A guy walks into a…. ctmm?


Random Walk Models

You are at the bar, and you just got you and your friends a third round of drinks. You turn around and the dance floor is packed like sardines, and your friends are at the very front next to the DJ booth. How do you get from where you are to where you’re going? Maybe you take a step to the left, two steps forward, another back and to the right. Each step you take is independent from the last, as the dance floor is moving, grooving and no one is staying still. This goes on (and on and on) until you have made your way back to your friends.

Some movement ecologists would consider this navigation an example of a random walk model. Random walk models assume that in a time period, an individual will take random and independent steps that are identically distributed in size and away from their previous position (Nau 2014). However, these steps do depend on the location of your previous step, with each step the starting point of your next.. that is - unless you’ve figured out teleportation.

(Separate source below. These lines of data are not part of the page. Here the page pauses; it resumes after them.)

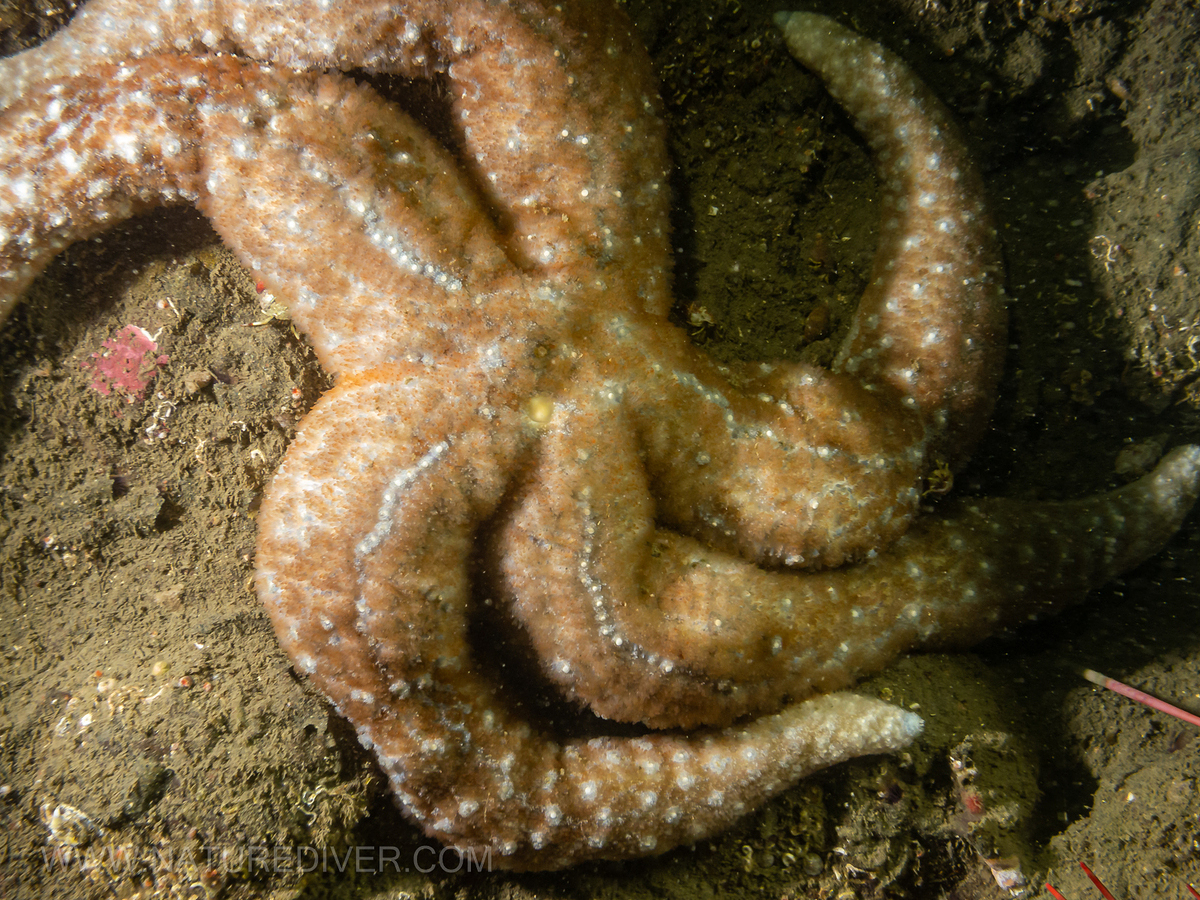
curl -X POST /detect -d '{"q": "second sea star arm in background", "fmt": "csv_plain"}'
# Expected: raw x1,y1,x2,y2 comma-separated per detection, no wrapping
488,404,1200,727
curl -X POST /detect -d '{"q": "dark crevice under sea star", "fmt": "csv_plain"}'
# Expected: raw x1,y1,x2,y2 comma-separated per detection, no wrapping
0,0,1200,869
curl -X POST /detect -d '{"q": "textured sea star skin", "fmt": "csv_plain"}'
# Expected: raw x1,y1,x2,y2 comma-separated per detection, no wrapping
0,0,1200,868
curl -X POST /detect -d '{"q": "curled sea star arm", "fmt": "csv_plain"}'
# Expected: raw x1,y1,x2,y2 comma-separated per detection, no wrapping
0,0,671,304
504,376,1200,728
776,13,1007,467
0,54,533,373
258,366,920,869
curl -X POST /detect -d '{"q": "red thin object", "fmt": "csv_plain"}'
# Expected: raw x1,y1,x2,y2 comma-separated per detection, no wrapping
1079,859,1124,900
1084,668,1200,728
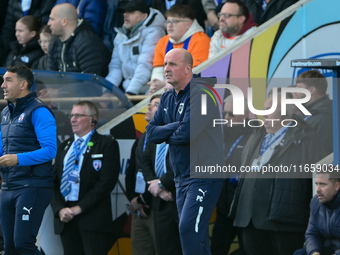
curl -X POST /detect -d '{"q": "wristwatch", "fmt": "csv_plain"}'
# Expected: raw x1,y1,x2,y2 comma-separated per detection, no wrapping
157,180,164,189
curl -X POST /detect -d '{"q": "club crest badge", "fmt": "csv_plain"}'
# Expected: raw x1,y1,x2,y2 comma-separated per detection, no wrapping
93,159,102,171
18,113,25,122
178,103,184,114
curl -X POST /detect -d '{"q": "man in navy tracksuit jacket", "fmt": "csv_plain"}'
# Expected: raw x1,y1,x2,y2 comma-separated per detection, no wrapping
0,66,57,255
146,49,224,255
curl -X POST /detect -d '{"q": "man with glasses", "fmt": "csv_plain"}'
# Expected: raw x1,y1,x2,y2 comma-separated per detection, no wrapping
51,101,120,255
148,5,210,94
106,0,165,95
0,66,57,254
209,0,257,57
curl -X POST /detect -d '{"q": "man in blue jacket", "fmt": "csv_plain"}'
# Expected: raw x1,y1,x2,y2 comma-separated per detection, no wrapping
146,48,224,255
0,66,57,254
294,171,340,255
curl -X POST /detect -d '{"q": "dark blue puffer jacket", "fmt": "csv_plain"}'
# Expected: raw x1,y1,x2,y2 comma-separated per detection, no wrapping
1,93,52,190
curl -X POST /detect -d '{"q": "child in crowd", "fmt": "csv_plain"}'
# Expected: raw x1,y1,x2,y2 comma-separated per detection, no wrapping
38,25,52,70
6,15,44,69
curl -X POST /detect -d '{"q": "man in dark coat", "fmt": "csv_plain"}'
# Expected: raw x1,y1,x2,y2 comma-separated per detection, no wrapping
294,171,340,255
47,3,110,76
293,70,333,154
51,101,120,255
234,95,325,255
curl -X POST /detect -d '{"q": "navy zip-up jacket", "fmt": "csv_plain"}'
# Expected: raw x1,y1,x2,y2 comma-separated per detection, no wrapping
146,77,224,187
0,92,57,190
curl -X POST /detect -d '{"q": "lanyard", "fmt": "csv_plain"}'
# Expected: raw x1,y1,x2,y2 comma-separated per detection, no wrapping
73,129,94,171
226,135,244,159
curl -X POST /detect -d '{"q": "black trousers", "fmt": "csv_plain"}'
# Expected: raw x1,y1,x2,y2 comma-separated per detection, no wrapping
242,222,305,255
211,210,243,255
154,201,182,255
60,217,115,255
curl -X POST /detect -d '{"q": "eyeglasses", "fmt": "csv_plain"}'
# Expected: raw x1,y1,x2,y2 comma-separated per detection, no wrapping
148,103,159,107
166,19,189,26
217,12,242,19
38,40,51,45
68,113,93,119
223,111,235,117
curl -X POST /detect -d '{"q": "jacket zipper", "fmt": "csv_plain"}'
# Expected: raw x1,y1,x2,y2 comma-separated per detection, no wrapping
61,43,66,72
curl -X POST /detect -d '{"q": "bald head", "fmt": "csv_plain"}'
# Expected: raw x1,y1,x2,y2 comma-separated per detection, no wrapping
52,3,78,23
164,48,193,93
47,3,78,41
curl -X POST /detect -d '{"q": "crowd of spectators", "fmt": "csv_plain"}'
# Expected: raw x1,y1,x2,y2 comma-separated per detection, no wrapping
0,0,296,95
0,0,339,255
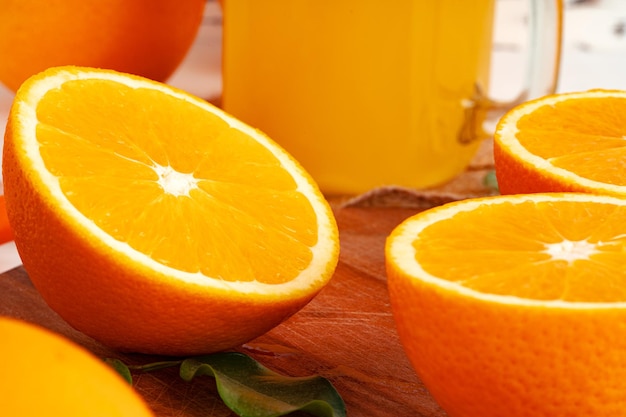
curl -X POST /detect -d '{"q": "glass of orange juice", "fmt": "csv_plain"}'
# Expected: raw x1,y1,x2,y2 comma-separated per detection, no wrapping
222,0,562,195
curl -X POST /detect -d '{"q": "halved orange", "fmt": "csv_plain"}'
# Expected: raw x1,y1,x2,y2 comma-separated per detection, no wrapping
3,67,339,355
494,90,626,196
0,317,154,417
386,193,626,417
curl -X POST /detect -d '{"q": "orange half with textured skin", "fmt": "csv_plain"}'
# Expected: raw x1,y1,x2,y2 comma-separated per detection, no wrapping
494,90,626,196
3,67,339,355
0,317,153,417
386,193,626,417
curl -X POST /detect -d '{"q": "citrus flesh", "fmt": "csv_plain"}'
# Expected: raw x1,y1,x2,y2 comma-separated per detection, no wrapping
3,67,339,355
494,90,626,196
386,193,626,417
0,0,205,91
0,317,153,417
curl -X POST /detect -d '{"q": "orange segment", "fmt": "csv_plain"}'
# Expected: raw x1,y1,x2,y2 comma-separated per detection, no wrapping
494,90,626,195
386,193,626,417
0,317,154,417
3,67,338,354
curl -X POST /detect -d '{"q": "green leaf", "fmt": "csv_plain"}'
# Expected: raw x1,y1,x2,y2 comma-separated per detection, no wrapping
180,352,346,417
104,358,133,385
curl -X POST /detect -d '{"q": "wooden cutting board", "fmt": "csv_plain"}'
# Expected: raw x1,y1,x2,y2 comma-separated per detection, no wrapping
0,200,454,417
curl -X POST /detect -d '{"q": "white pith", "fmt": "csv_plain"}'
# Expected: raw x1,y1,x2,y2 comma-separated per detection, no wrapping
388,193,626,309
14,71,336,298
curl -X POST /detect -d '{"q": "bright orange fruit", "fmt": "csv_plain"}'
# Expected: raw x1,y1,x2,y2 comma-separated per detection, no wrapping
494,90,626,196
3,67,339,355
0,317,153,417
386,193,626,417
0,0,205,91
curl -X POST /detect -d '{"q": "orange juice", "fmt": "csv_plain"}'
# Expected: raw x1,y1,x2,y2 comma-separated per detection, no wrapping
222,0,495,194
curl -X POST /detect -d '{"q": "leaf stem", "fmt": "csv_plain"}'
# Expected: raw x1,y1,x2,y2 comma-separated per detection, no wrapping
127,360,183,372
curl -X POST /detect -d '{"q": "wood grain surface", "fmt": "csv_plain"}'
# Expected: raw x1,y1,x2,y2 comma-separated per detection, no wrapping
0,200,454,417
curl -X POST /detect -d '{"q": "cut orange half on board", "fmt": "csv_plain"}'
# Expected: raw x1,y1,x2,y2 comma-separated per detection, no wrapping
0,317,154,417
494,90,626,196
386,193,626,417
3,67,339,355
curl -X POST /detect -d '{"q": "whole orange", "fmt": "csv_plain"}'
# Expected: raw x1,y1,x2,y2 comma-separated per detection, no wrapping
0,0,205,91
0,317,154,417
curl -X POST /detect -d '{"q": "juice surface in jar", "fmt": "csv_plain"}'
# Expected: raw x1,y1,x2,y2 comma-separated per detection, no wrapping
222,0,495,194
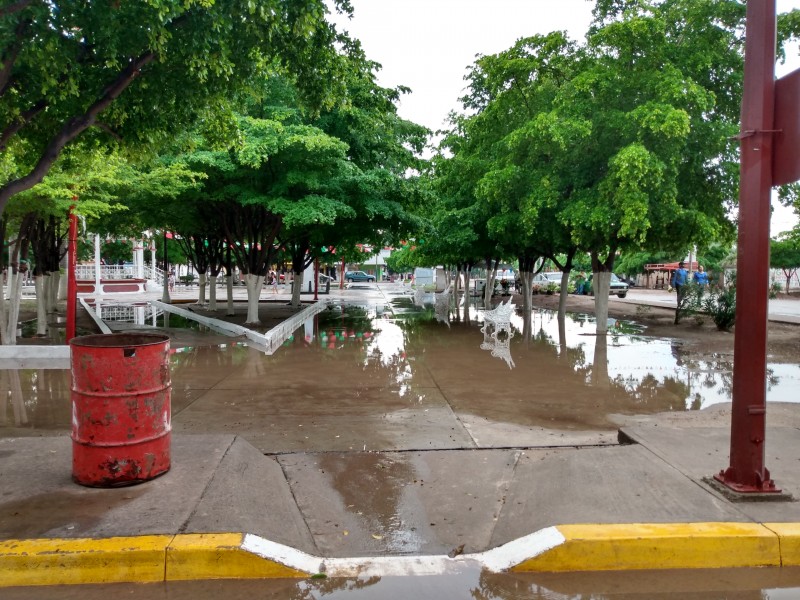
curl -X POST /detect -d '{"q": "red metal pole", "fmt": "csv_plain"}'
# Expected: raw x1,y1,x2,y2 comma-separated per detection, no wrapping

Correlated Random Walk Models

Now, imagine it’s the morning after your night out and you decide to run off the yucky post-drinking feelings. After lacing up your tennis shoes, you hit the esplanade and begin running your usual route along the Charles. Your strides are relatively the same direction, uniformly distributed, and full of nauseating regret (Codling et al. 2018).

We can consider this directionally persistent example a correlated random walk model (CRW). This means that there is a directional bias to your travel. This is a great model to use for animal movement, as animals tend to move in one direction- forward (Codling et al. 2018).

CRWs were considered the standard for modeling movement data for a long time. However, such models cannot handle multi-scale autocorrelation and disproportionately represent sampling schedule rather than underlying meaningful movement processes (Calabrese et al. 216). These shortcomings lead to inconsistent and biased results. Continuous-time stochastic process models (CTSP models) were created as an alternative to CRW models and resolve these issues.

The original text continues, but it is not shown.